I smelled something strange when I left for work that morning, but it didn’t smell like gas.

That evening, when I returned, the smell was gone. But the heater quit just after I lit it, and going into the basement, I knew just how lucky I’d been. The cellar was filled with fumes. Apparently the gas came out at such a volume that it blew out the tiny pilot flame, saving the house.

Something in this house likes me.

I set up a fan, blew out the fumes and froze for a week until the gas company could make a delivery.   I also thanked my lucky ghost.

 

                        Some people get stick-ons to make these patterns, but these are real

It was pins and needles all winter, with no money left after the weekly expenses. It took me until Christmas to pay the surveyors, then I dropped a thou on the gas company, then another for taxes. I supplemented my heat with some oil-filled electric jobs, but after my second three-hundred-dollar bill from CL&P, I put those things away.
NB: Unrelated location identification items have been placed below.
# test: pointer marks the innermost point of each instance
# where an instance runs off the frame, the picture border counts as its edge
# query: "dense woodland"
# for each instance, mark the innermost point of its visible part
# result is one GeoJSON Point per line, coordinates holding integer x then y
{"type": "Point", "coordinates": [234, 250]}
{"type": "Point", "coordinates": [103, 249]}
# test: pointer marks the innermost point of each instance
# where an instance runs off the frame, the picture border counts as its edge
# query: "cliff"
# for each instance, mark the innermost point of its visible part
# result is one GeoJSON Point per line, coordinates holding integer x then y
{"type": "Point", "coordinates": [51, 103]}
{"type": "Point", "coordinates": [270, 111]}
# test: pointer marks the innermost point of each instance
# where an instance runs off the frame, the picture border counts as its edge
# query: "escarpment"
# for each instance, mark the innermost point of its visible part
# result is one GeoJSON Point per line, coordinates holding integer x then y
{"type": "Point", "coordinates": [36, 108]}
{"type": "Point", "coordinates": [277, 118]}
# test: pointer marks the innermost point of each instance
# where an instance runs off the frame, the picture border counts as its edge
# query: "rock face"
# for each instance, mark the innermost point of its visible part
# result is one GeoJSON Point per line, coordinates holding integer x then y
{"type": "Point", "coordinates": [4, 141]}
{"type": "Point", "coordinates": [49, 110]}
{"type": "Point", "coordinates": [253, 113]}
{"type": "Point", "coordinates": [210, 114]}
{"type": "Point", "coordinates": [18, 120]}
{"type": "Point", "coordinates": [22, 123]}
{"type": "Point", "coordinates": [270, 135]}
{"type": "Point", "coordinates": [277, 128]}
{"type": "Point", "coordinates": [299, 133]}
Finally March came. It was still cold, but the sun was working on the ice. By early April the last patches of ice melted, though it took a lot of salt (now available) to get the last bits to go away.

                                           March 22nd. Jennie King's birthday(my mom)

No work got done on the place between late December and late March.

Then I set my jaw, made a list, and got to work.

The sun was coming up earlier and setting later. Maybe I could actually get things done!

Then Daylight Savings Time began and I had light in the evenings. I had never appreciated it so much before.

Restoration of The Standish Farm, here I come.